Kinsale Mead is Ireland’s first commercial ‘meadery’ for over 200 years.
Established in 2017 by Kate and Denis Dempsey, the pair were inspired by the legends of Ireland’s Wild Geese and wanted to explore the potential of their mead further by ageing it in French wine barrels for 12 months.
Kinsale, with its longstanding reputation as Ireland’s premier gourmet destination and its historical trading routes to Spain, is reflected in the ingredients crafted into their white and red mead: Spanish Orange blossom honey, local botanicals and fruits grown in Ireland.
The Irish Food Writers Guild Award is for their Wild Red Mead – Merlot Barrel Aged, a three year-old fermented off-dry mead flavoured with tart Irish blackberry and juicy cherry, then aged for 12 months in Bordeaux wine casks.
Online for 2020
2020 was a challenging year for the duo as direct sales were impacted, meadery tours were limited and tastings, food festivals and other promotional opportunities all ceased due to Covid-19 restrictions.
They responded by creating virtual Online Mead Talk & Taste Zooms – tastings and intriguing insights into the history of mead in Ireland and the importance of mead in Irish food culture.
Kinsale Mead’s Merlot Barrel Aged Wild Red Mead showcases the creativity, innovation, determination and attention to detail put into every drop of the honeyed elixir. This mead may well have influences of Spain and France, but to taste it is to experience a contemporary expression of the original wine of Ireland, states the IFWG.
Now in their 27th year, the Irish Food Writers’ Guild Food Awards celebrate local producers and food heroes who’ve brought joy to the lives, livelihoods and tables of so many, before – and especially during – Covid-19.

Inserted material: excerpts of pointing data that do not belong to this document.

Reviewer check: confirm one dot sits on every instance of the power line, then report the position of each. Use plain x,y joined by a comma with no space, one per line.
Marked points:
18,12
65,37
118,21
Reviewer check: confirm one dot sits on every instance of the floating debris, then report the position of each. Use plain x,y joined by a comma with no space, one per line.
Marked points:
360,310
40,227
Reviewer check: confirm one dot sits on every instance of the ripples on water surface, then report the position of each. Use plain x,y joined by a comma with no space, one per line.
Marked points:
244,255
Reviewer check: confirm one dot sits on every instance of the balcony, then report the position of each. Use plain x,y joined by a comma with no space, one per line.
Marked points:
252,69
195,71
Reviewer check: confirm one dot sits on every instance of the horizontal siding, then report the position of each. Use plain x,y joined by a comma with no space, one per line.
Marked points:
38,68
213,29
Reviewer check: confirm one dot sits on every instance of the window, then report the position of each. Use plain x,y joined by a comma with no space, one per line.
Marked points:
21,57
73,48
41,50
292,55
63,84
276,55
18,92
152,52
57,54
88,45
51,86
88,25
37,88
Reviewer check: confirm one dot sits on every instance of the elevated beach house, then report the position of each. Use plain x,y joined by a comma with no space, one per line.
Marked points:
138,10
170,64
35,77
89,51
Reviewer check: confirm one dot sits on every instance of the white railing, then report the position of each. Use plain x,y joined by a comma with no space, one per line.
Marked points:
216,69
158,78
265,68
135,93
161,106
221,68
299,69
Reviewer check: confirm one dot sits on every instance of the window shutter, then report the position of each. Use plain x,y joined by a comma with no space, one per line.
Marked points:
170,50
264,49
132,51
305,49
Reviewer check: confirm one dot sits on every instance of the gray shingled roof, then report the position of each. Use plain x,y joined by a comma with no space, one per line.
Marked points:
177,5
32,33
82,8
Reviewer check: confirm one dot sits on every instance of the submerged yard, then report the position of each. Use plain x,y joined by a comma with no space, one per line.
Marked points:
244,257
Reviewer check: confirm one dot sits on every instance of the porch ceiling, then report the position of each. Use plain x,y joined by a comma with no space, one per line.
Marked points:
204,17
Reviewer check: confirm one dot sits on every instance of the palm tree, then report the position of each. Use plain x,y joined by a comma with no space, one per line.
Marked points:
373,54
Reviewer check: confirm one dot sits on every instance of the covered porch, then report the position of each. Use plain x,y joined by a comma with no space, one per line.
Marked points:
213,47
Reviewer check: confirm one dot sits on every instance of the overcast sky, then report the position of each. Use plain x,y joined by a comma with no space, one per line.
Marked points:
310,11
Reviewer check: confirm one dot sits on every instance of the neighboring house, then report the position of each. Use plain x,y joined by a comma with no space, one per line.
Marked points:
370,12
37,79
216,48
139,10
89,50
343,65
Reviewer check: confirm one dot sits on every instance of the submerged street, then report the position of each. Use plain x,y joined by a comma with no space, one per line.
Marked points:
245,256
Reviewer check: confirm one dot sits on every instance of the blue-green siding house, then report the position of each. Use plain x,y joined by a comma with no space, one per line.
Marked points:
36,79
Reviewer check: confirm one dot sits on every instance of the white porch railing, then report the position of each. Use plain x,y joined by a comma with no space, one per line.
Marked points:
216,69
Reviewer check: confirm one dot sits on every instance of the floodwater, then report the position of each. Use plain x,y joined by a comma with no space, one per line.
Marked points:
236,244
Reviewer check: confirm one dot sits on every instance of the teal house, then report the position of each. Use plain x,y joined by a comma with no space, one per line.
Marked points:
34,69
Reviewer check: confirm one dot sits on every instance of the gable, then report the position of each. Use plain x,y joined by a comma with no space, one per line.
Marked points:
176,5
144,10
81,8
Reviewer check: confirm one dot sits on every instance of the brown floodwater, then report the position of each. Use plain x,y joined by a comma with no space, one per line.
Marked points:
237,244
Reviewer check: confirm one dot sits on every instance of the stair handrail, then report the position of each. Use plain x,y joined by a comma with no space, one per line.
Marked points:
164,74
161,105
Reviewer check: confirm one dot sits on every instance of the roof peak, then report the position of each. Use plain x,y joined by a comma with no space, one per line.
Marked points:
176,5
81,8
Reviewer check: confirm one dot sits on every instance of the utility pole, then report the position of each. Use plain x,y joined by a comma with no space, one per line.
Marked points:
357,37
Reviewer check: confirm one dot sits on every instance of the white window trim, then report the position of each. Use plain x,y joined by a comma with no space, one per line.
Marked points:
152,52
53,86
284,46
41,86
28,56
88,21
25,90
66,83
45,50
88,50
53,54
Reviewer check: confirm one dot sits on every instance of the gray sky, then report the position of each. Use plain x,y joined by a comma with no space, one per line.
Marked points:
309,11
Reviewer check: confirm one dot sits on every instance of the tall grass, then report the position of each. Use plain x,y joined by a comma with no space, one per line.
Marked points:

The Guild awarded its Irish Drink Award to “a gem of a Kinsale-crafted mead flavoured with tart Irish blackberry and juicy cherry”.
In a year in which there has been a newfound appreciation for the simple pleasures in life, it’s perhaps no coincidence that the winners of the 2021 Irish Food Writers’ Guild Food Awards reflect the basic foundations of Irish food, said IFWG Chair Kristin Jensen who announced this year’s winners.

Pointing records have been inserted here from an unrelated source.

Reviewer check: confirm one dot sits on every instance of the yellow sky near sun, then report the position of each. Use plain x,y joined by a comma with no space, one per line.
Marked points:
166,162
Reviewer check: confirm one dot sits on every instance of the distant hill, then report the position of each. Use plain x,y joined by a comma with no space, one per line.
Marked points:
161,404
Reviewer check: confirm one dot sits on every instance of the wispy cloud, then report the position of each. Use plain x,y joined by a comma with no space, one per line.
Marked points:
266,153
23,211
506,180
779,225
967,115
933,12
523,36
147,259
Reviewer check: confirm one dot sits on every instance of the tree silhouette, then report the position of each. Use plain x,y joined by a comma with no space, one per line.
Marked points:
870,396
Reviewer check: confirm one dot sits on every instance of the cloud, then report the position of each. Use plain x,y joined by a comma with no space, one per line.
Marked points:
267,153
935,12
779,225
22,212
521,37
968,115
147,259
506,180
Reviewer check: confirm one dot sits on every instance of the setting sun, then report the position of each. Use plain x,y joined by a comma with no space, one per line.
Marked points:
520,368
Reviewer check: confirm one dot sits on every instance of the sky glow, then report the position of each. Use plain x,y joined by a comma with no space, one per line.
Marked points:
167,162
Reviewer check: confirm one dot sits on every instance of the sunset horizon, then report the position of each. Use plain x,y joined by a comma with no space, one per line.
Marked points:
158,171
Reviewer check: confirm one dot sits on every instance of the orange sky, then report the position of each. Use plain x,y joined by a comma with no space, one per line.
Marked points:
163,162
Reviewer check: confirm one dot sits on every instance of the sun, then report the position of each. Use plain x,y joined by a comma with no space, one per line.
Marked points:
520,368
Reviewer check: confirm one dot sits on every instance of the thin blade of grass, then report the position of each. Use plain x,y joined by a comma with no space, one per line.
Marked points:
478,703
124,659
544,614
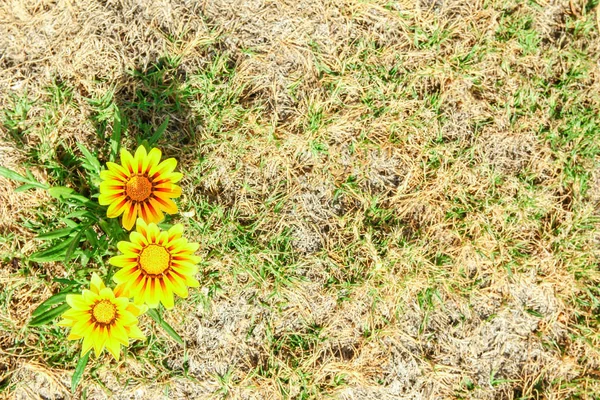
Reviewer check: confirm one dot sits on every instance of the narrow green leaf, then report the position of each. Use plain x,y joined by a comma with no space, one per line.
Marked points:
51,301
54,253
115,139
93,164
12,175
74,244
49,315
79,369
79,214
15,176
55,234
156,317
28,186
159,132
60,192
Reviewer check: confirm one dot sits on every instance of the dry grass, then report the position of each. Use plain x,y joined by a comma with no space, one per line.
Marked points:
394,199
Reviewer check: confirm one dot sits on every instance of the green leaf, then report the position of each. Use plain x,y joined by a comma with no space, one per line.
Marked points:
49,315
12,175
55,234
74,244
92,164
26,186
54,253
51,301
29,179
115,139
60,192
79,369
156,317
159,132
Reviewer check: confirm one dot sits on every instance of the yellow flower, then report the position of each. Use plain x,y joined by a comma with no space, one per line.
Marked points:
102,318
141,186
155,264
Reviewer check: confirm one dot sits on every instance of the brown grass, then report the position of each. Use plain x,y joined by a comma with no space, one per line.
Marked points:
439,244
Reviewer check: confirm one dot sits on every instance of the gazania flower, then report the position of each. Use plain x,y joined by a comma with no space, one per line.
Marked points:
102,318
141,186
155,264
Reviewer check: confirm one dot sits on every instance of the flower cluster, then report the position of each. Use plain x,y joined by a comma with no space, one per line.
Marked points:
154,265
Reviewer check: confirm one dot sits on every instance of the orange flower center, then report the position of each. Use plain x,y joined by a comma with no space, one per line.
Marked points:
155,259
104,312
138,188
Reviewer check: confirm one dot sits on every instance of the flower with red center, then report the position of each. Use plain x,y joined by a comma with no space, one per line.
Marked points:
142,186
156,264
102,318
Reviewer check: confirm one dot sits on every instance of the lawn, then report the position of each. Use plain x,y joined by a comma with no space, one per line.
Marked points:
393,199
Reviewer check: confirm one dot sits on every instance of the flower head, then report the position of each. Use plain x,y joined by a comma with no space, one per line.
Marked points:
155,264
102,318
142,186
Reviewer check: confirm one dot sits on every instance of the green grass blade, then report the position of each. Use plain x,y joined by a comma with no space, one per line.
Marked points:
115,139
12,175
60,192
51,301
54,253
156,317
79,369
159,132
92,164
49,315
55,234
74,244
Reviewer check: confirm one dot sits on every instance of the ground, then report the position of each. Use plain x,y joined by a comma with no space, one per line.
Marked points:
394,200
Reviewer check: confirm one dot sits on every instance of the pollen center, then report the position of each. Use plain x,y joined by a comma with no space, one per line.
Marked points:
104,312
155,259
138,188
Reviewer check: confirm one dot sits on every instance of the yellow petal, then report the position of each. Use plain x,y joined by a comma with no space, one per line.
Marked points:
165,167
140,155
166,205
127,162
129,216
106,199
153,159
167,191
129,247
114,347
124,260
117,208
118,332
138,238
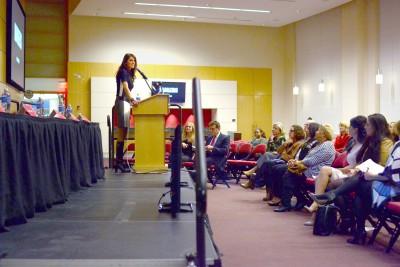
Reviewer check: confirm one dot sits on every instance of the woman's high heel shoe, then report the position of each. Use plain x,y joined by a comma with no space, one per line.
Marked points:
313,207
358,239
120,166
324,199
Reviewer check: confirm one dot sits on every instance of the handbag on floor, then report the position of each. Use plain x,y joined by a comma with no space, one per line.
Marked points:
325,220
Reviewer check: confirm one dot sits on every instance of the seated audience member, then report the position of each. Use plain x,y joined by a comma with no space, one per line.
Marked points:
188,139
273,175
371,190
276,140
259,137
358,133
321,155
217,148
285,152
343,138
392,127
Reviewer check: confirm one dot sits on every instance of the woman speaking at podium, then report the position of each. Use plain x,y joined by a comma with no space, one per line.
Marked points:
125,78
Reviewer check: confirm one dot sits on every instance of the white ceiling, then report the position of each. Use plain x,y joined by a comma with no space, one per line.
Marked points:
282,11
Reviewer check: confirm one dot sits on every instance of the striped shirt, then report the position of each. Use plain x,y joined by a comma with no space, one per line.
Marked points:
392,167
319,156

The winners of the 2021 Irish Food Writers’ Guild Food Awards are:
- Food Award: Abernethy Butter, Co Down
- Food Award: Ballymakenny Farm Irish Heritage and Specialty Potatoes, Co Louth
- Food Award: Tom Durcan’s Spiced Beef, Co Cork
- Irish Drink Award: Kinsale Mead Wild Red Mead – Merlot Barrel Aged, Co Cork
- Outstanding Organisation Award: NeighbourFood, Co Cork
- Environmental Award: Ballymore Organics, Co Kildare
- Community Food Award: The Green-Schools Food & Biodiversity Theme
- Lifetime Achievement Award: Marion Roeleveld, Killeen Farmhouse Cheese, Co Galway.
“The past year has seen a seismic shift in how people are thinking about their food with a renewed focus on traceability, sustainability and most importantly this year, supporting local,” said Kristin Jensen, “These have been the three key tenets of the IFWG Food Awards and the work of the Guild for almost 30 years.

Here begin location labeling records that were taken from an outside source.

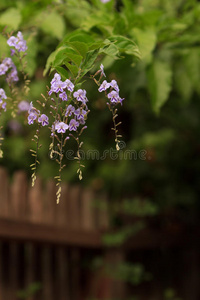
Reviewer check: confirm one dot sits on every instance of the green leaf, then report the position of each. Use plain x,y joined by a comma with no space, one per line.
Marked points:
72,68
159,83
89,61
11,18
146,41
78,36
76,59
125,45
80,47
52,23
111,50
62,72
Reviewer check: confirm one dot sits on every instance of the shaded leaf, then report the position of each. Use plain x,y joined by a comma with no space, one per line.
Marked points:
159,83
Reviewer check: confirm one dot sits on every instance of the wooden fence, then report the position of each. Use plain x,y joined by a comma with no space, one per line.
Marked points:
47,250
50,247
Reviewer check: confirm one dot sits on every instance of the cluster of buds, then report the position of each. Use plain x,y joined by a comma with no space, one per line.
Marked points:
18,43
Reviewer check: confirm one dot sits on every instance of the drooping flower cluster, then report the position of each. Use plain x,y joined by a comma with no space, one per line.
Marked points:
34,115
113,94
18,43
2,98
8,65
74,115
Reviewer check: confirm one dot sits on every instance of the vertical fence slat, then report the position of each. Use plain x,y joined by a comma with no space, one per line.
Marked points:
75,261
47,276
13,270
29,272
73,208
4,194
35,202
62,207
62,274
49,207
18,195
102,212
87,210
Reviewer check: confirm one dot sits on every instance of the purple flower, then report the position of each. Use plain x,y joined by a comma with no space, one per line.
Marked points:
61,127
81,121
23,105
63,96
80,113
3,69
58,86
33,110
2,94
56,77
114,97
12,52
3,105
73,124
80,95
17,42
70,85
31,118
114,85
70,109
104,86
12,76
44,120
12,41
102,70
8,62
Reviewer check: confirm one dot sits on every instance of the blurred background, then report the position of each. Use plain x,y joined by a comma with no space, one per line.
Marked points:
152,184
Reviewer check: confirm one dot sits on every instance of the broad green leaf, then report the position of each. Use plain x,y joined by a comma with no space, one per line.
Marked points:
159,83
111,50
182,81
89,61
62,72
11,18
76,59
146,41
52,23
64,53
78,36
72,68
125,45
31,55
192,65
80,47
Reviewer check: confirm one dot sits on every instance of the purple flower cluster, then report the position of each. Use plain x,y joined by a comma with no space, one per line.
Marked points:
58,86
78,115
7,64
113,94
17,42
2,97
34,115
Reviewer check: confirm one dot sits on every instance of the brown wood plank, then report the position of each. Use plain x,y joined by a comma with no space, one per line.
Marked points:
75,262
29,272
4,194
35,202
62,219
102,213
47,276
26,231
73,207
18,195
88,221
49,211
62,274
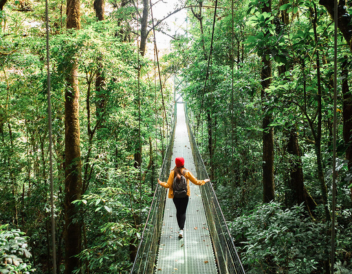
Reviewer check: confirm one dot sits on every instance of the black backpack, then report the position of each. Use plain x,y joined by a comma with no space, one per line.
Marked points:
180,187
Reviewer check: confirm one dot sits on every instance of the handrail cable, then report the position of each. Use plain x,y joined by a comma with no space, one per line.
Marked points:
139,123
213,210
50,137
157,58
232,99
334,144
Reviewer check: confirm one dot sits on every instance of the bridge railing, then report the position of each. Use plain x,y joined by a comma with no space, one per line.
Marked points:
225,251
148,246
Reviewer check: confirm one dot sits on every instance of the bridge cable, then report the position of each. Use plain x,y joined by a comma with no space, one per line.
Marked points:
139,121
232,99
50,137
334,144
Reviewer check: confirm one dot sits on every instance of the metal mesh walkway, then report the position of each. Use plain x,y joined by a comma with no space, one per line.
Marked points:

Kristin also paid tribute to Bord Bia for its continued support of the awards and its tireless work on the home and export markets to promote and develop the Irish food industry.
The IFWG Food Awards are unique in that no business or individual can enter, nor do they know if they’ve been nominated or shortlisted for an award. With the exception of the Community Food Award (for which the Guild invites nominations) the Guild is the sole nominating and decision-making body whose members nominate and anonymously buy products for tasting. Proportional representation voting is then undertaken at a Guild tasting meeting.
Winning products must be produced in Ireland and the main ingredient must be Irish-grown or -produced.
IFWG Food Awards e-zine
For the first time in its long-established history, the traditional IFWG Food Awards ceremony and lunch featuring all the winning produce was cancelled. However, if there was ever a time to champion and celebrate local producers it’s right now and citations, interviews with the winners and recipes have been catalogued in an IFWG Food Awards e-zine.